Home >Technology peripherals >AI >How artificial intelligence can make hardware develop better

How artificial intelligence can make hardware develop better

王林forward: 2023-04-13 08:13:021879browse

Computer hardware has been an inactive market for many years. The dominant x86 microprocessor architecture has reached the limits of performance gains that can be achieved through miniaturization, so manufacturers are primarily focused on packing more cores into a chip.

For the rapid development of machine learning and deep learning, GPU is the savior. Originally designed for graphics processing, GPUs can have thousands of small cores, making them ideal for the parallel processing capabilities required for AI training.

The essence of artificial intelligence is that it benefits from parallel processing, and about 10 years ago it was discovered that GPUs, which are designed to display pixels on a screen, are well suited for this because they are parallel processing engines that can Put in a lot of cores.

That’s good news for Nvidia, which saw its market capitalization surge from less than $18 billion in 2015 to $735 billion before the market contracted last year. Until recently, the company had virtually the entire market to itself. But many competitors are trying to change that.

In terms of artificial intelligence workloads, it has been mainly Nvidia’s GPUs so far, but users are looking for technologies that can take it to the next level. As high-performance computing and AI workloads continue to converge, we We will see a wider variety of accelerators emerge.

Accelerating the development of new hardware

The big chip manufacturers are not standing still. Three years ago, Intel acquired Israeli chipmaker Havana Labs and made the company the focus of its artificial intelligence development efforts.

The Gaudi2 training optimization processor and Greco inference processor launched by Havana last spring are said to be at least twice as fast as Nvidia’s flagship processor A100.

In March this year, Nvidia launched its H100 accelerator GPU with 80 billion transistors and support for the company's high-speed NVLink interconnect. It features a dedicated engine that can accelerate the execution of Transformer-based models used in natural language processing by six times compared to the previous generation. Recent tests using the MLPerf benchmark show that H100 outperforms Gaudi2 in most deep learning tests. Nvidia is also seen as having an advantage in its software stack.

Many users choose GPUs because they have access to an ecosystem of centralized software. The reason why NVIDIA is so successful is because they have established an ecosystem strategy.

Hyperscale cloud computing companies are entering the field even before chipmakers. Google LLC’s Tensor processing unit is an application-specific integrated circuit that was launched in 2016 and is currently in its fourth generation. Amazon Web Services launched its inference processing accelerator for machine learning in 2018, claiming it offers more than twice the performance of GPU-accelerated instances.

Last month, the company announced the general availability of cloud instances based on its Trainium chips, saying that in deep learning model training scenarios, with comparable performance, their cost ratio based on GPU's EC2 is 50% lower.
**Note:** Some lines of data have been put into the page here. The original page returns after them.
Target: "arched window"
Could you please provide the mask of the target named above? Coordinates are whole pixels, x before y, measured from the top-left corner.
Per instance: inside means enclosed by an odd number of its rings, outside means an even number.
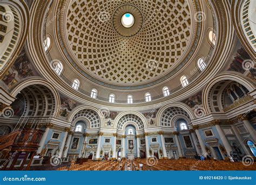
[[[206,64],[205,64],[205,61],[201,58],[199,58],[198,60],[197,60],[197,66],[199,68],[201,71],[203,71],[205,67],[206,67]]]
[[[131,95],[129,95],[127,97],[127,103],[131,104],[132,104],[132,101],[133,101],[132,96]]]
[[[114,95],[111,94],[109,95],[109,102],[111,103],[114,102]]]
[[[213,32],[212,30],[209,31],[208,37],[210,42],[212,44],[213,44],[213,45],[215,45],[215,44],[216,44],[216,35]]]
[[[57,64],[55,65],[55,68],[54,71],[56,72],[56,73],[59,76],[62,73],[62,70],[63,70],[63,65],[60,61],[58,61]]]
[[[92,98],[96,98],[97,97],[97,90],[95,88],[92,90],[91,92],[91,97]]]
[[[248,146],[249,147],[251,152],[252,152],[252,154],[254,156],[254,157],[256,156],[256,147],[255,147],[254,144],[252,141],[247,141],[246,142]]]
[[[180,81],[183,87],[185,87],[188,85],[188,80],[186,76],[183,76],[180,78]]]
[[[75,79],[74,81],[73,81],[72,87],[73,87],[75,90],[78,90],[78,87],[79,87],[79,84],[80,84],[80,81],[78,79]]]
[[[145,94],[145,99],[146,102],[151,101],[151,95],[150,93],[147,93]]]
[[[164,87],[163,88],[163,92],[164,93],[164,95],[165,97],[167,97],[167,95],[170,95],[170,91],[168,87]]]
[[[132,129],[130,128],[128,130],[128,135],[133,135],[133,131],[132,130]]]
[[[187,125],[185,122],[181,122],[180,125],[180,130],[187,130]]]
[[[77,126],[76,127],[76,129],[75,130],[75,132],[82,132],[82,129],[83,127],[81,125],[77,125]]]
[[[48,37],[44,41],[44,51],[48,51],[48,49],[50,47],[50,46],[51,45],[51,39],[50,37]]]

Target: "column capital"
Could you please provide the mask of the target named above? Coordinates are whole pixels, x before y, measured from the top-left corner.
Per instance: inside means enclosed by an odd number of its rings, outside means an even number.
[[[241,121],[242,120],[248,120],[248,115],[245,114],[240,114],[237,117],[237,118]]]
[[[90,134],[89,133],[84,133],[83,134],[83,135],[84,136],[84,137],[87,137],[90,135]]]
[[[69,132],[69,131],[70,131],[70,128],[69,127],[65,127],[64,128],[64,131],[65,132]]]
[[[164,132],[163,132],[163,131],[159,131],[159,132],[158,132],[158,134],[159,134],[159,135],[163,135],[163,134],[164,134]]]
[[[173,135],[179,135],[179,132],[177,132],[177,131],[174,131],[174,132],[173,132],[172,133],[173,134]]]
[[[74,132],[73,131],[68,131],[68,134],[69,135],[72,135],[73,133]]]
[[[192,128],[194,130],[197,130],[199,128],[199,126],[198,125],[193,125]]]
[[[46,127],[46,128],[52,128],[53,126],[53,124],[51,124],[51,123],[48,123],[45,126]]]
[[[226,124],[226,125],[232,125],[234,124],[234,121],[231,120],[224,120],[224,122],[225,124]]]
[[[212,124],[213,125],[219,125],[220,123],[220,121],[219,120],[214,120],[211,121],[211,124]]]

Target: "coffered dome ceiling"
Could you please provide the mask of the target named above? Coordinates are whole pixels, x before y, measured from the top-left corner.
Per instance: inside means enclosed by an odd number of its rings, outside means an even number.
[[[71,63],[92,79],[115,85],[159,79],[193,52],[199,24],[193,20],[194,3],[70,1],[60,29]],[[122,25],[126,13],[134,18],[130,28]]]

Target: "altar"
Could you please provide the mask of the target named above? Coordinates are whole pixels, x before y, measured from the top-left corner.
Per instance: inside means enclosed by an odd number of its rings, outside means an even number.
[[[133,160],[135,159],[135,154],[133,149],[129,149],[126,154],[126,159],[128,160]]]

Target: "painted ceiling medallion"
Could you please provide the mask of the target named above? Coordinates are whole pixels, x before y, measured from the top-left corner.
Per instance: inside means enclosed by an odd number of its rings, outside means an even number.
[[[112,17],[113,27],[120,36],[131,37],[136,35],[142,28],[143,16],[136,6],[125,4],[118,7]]]

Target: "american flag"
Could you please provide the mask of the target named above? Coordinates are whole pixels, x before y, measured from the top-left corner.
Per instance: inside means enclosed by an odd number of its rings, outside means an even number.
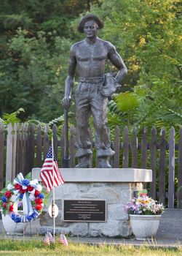
[[[64,244],[66,246],[68,245],[68,241],[66,239],[66,237],[63,233],[61,233],[60,235],[59,243],[60,244]]]
[[[50,192],[51,189],[53,189],[53,184],[54,187],[55,187],[65,183],[59,171],[59,167],[56,161],[55,154],[53,153],[53,154],[54,161],[52,165],[52,146],[50,146],[40,173],[41,179],[48,192]]]
[[[52,233],[50,231],[47,231],[47,233],[48,235],[48,238],[49,238],[50,242],[50,243],[54,243],[54,238],[53,238],[53,236],[52,236]]]
[[[44,245],[50,245],[50,244],[49,236],[48,236],[47,233],[46,233],[46,235],[45,235],[44,244]]]

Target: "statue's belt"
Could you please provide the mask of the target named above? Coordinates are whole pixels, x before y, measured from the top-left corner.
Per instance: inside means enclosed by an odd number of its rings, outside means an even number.
[[[82,83],[102,83],[104,81],[104,77],[98,77],[98,78],[79,78],[79,82]]]

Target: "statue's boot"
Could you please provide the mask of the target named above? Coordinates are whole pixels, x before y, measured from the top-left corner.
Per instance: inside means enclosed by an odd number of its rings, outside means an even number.
[[[99,168],[111,168],[109,164],[110,156],[98,157],[98,167]]]
[[[90,154],[79,157],[79,163],[76,165],[76,168],[90,168]]]

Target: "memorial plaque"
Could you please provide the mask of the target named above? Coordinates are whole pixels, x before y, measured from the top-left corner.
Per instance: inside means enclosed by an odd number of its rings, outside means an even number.
[[[106,222],[104,200],[63,200],[63,221]]]

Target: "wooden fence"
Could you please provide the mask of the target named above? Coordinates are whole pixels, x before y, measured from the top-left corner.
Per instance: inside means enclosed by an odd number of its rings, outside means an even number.
[[[139,140],[135,129],[129,135],[127,127],[124,131],[120,131],[116,127],[111,143],[115,151],[111,165],[113,167],[151,169],[153,181],[147,184],[151,196],[169,208],[182,208],[182,129],[179,130],[179,140],[176,143],[173,127],[170,129],[168,141],[165,128],[157,135],[154,127],[149,138],[146,132],[143,128]],[[122,141],[120,141],[120,132],[123,133]],[[62,131],[59,134],[56,125],[53,126],[54,149],[60,167],[64,155],[63,133]],[[69,132],[71,167],[75,167],[76,161],[75,139],[76,130],[72,126]],[[25,175],[32,167],[41,167],[50,145],[47,126],[42,130],[40,126],[35,127],[27,124],[15,124],[12,127],[9,124],[5,132],[3,124],[0,124],[0,189],[5,181],[12,181],[17,173],[22,172]],[[92,149],[95,151],[94,142]],[[97,159],[94,157],[92,166],[97,166]]]

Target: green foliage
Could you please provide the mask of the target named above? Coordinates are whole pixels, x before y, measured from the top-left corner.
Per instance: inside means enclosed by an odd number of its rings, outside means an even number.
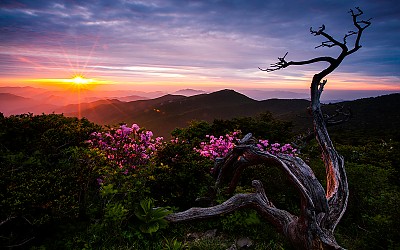
[[[164,250],[182,250],[187,248],[187,244],[178,241],[176,238],[168,240],[164,238]]]
[[[167,208],[154,208],[152,199],[144,199],[140,201],[140,205],[135,210],[136,217],[141,221],[139,226],[143,233],[152,234],[159,229],[166,228],[168,225],[165,216],[172,213]]]
[[[247,233],[261,223],[260,217],[254,210],[239,210],[221,219],[222,229],[228,233],[240,230]]]
[[[252,133],[256,138],[269,139],[271,142],[285,142],[292,136],[291,129],[291,122],[274,119],[271,113],[265,112],[255,117],[215,119],[212,124],[193,121],[187,128],[175,129],[171,134],[191,142],[192,145],[200,142],[206,135],[225,135],[235,130],[241,130],[243,135]]]
[[[161,204],[180,210],[198,206],[196,198],[204,195],[213,183],[213,162],[187,143],[168,143],[157,152],[148,182],[151,196]]]
[[[54,114],[0,117],[0,220],[26,218],[41,233],[42,225],[85,217],[101,160],[84,141],[98,129]],[[20,234],[24,229],[14,227],[2,236]],[[3,239],[0,245],[19,243]]]

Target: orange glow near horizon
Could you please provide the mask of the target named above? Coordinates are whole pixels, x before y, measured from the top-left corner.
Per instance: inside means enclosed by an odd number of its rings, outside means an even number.
[[[63,75],[65,72],[60,72]],[[300,77],[281,75],[260,75],[256,73],[253,78],[214,78],[214,77],[193,77],[186,79],[171,78],[148,78],[129,76],[108,76],[99,78],[87,78],[83,74],[73,74],[69,78],[2,78],[0,86],[37,86],[44,88],[62,89],[70,92],[80,90],[139,90],[144,92],[168,91],[173,92],[179,89],[199,89],[213,91],[219,89],[259,89],[259,90],[307,90],[312,75],[308,72]],[[371,91],[400,91],[400,86],[393,83],[398,79],[393,77],[372,77],[357,73],[338,73],[327,78],[326,90],[371,90]]]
The efforts of both companies are mainly focused on delivery through cloud services.

While established market leaders focus on incremental improvements, many of the more interesting innovations are taking place among startups building AI-specific hardware. Venture capitalists attracted the majority of the $1.8 billion invested in chip startups last year, more than double the amount in 2017, according to the data.

They are chasing a market that could bring huge gains. The global artificial intelligence chip market is expected to grow from US$8 billion in 2020 to nearly US$195 billion by 2030.

Smaller, Faster, Cheaper

Few startups want to replace x86 CPUs, but that’s because of the leverage to do so Relatively small. Chips are no longer the bottleneck, communication between different chips is a huge bottleneck.

The CPU performs low-level operations such as managing files and assigning tasks, but a purely CPU-specific approach is no longer suitable for extensions. The CPU is designed for everything from opening files to managing memory caches. Activities must be universal. This means that it is not well suited for the massively parallel matrix arithmetic operations required for AI model training.

Most activity in the market revolves around coprocessor accelerators, application-specific integrated circuits, and, to a lesser extent, field-programmable gate arrays that can be fine-tuned for specific uses.

Everyone is following Google's line of developing co-processors that work in conjunction with the CPU to target algorithms by hard-coding them into the processor rather than running them as software. Specific parts of the AI workload.

Acceleration equation

The acceleration equation is used to develop so-called graphics stream processors for edge computing scenarios such as self-driving cars and video surveillance. The fully programmable chipset takes on many of the functions of a CPU but is optimized for task-level parallelism and streaming execution processing, using only 7 watts of power.

The architecture is based on a graph data structure, where relationships between objects are represented as connected nodes and edges. Each machine learning framework uses graph concepts, maintaining the same semantics throughout the chip's design. The entire graph including the CMM but containing custom nodes can be executed. We can speed up anything parallel in these graphs.

Its graphics-based architecture solves some of the capacity limitations of GPUs and CPUs and can more flexibly adapt to different types of AI tasks. It also allows developers to move more processing to the edge for better inference. If companies can pre-process 80% of the processing, they can save a lot of time and costs.

These applications can bring intelligence closer to data and enable rapid decision-making. The goal of most is inference, which is the field deployment of AI models, rather than the more computationally intensive training tasks.

A company is developing a chip that uses in-memory computing to reduce latency and the need for external storage devices. Its artificial intelligence platform will provide flexibility and the ability to run multiple neural networks while maintaining high accuracy.

Its data processing unit series is a massive parallel processor array with a scalable 80-core processor that can execute dozens of tasks in parallel. The key innovation is the tight integration of a tensor coprocessor inside each processing element and support for direct tensor data exchange between elements to avoid memory bandwidth bottlenecks. This enables efficient AI application acceleration because pre- and post-processing are performed on the same processing elements.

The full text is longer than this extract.